Szilvia Farkas: "En todos los años que llevo haciendo este trabajo, nunca había visto tanta vegetación secarse".
“Llevo 18 años haciendo este trabajo”, dijo Szilvia Farkas, de 39 años, empleada por Dunakom Zrt en Paks, empresa propiedad del municipio, donde se dedica a plantar y regar árboles y plantas. “En todos estos años, nunca había visto tanta vegetación secarse, y nunca había trabajado tanto como este año para intentar mantenerla con vida”.
Dunakom Zrt utiliza su propio pozo perforado para la extracción de agua. Además, la empresa puede extraer agua de una balsa decantadora. Por el momento, no está permitido el uso de agua del grifo para riego; en su lugar, los residentes recogen aguas grises y las utilizan para regar sus jardines.
En las zonas más marginadas y desfavorecidas del país, la crisis del agua ha agravado los problemas de larga data de miles de personas que ya vivían en condiciones difíciles antes de la sequía, lidiando con un acceso inadecuado al agua corriente y a los sistemas de alcantarillado.
Géza Orsós Renáta, de 43 años, que vive con sus cuatro hijos en una pequeña granja en las afueras de Paks, nunca ha tenido acceso a agua corriente. Orsós, que también trabaja para Dunakom Zrt, ayudando a regar las zonas verdes públicas que se secan con el calor, lleva mucho tiempo dependiendo del agua de un vecino.
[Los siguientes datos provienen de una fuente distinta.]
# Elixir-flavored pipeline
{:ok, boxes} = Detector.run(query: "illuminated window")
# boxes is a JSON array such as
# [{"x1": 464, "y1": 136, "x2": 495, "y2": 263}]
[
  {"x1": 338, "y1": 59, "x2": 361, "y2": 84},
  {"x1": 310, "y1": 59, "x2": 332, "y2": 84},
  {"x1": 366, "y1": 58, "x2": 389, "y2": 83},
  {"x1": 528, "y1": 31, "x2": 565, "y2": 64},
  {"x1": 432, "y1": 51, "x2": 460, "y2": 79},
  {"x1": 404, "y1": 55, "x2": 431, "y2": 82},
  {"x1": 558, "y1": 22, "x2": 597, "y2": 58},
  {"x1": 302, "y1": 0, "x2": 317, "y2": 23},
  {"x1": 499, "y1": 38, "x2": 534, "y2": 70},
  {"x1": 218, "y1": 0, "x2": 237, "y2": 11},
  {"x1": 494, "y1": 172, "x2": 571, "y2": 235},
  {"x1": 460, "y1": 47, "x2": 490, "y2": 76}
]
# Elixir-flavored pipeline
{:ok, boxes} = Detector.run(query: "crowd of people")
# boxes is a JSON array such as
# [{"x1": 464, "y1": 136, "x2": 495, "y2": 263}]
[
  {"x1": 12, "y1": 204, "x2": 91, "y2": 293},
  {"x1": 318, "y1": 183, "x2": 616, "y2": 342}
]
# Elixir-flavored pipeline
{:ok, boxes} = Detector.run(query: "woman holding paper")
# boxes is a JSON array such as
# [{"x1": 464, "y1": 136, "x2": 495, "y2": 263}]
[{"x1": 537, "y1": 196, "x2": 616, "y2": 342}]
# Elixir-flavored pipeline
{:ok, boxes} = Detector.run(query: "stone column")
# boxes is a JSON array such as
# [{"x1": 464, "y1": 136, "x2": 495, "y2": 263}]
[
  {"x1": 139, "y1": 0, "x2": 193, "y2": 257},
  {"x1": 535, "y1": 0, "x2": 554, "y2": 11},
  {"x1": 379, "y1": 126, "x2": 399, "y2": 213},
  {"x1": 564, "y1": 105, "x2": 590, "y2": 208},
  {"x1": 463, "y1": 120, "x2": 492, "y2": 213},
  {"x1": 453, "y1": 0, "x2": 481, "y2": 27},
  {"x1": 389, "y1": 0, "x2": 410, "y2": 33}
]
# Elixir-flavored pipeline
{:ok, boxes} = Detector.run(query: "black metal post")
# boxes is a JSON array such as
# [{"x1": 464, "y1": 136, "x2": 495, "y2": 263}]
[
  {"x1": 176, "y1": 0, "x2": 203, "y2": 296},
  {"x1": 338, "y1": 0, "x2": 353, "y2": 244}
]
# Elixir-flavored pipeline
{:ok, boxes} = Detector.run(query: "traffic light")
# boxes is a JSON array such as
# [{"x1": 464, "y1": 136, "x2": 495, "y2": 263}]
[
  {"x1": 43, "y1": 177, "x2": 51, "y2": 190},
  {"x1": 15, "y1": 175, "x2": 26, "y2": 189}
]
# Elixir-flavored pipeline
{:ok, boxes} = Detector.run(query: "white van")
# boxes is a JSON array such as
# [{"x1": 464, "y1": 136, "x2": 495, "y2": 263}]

Géza Orsós Renóta está ayudando a regar los espacios verdes públicos que se están secando debido al calor.
“Incluso en invierno, tenemos que bombear agua y calentarla en grandes recipientes para poder lavarnos”, dijo. “Ahora una amiga nos trae agua una vez por semana. Pero se está volviendo insoportable”.
De regreso de Paks, de vez en cuando se ven nubes altas e hinchadas que se acumulan en el horizonte, bajo los cielos despejados sobre Budapest, anunciando la llegada de la lluvia, para luego desvanecerse al anochecer, frustrando las esperanzas de todo un país.
Por ahora, la gente poco puede hacer salvo aferrarse a la esperanza de que la Roca del Hambre desaparezca una vez más bajo las corrientes del Danubio, volviendo a las profundidades del río y convirtiéndose de nuevo en poco más que una leyenda.
Pero Somogyi, que creció escuchando la historia de la roca transmitida de generación en generación, y que ahora está presenciando las consecuencias de la advertencia que supuestamente anunciaba, sabe que no será así.
“La sequía volverá el año que viene”, dijo. “Esa es la tendencia. Y no hay mucho que podamos hacer”.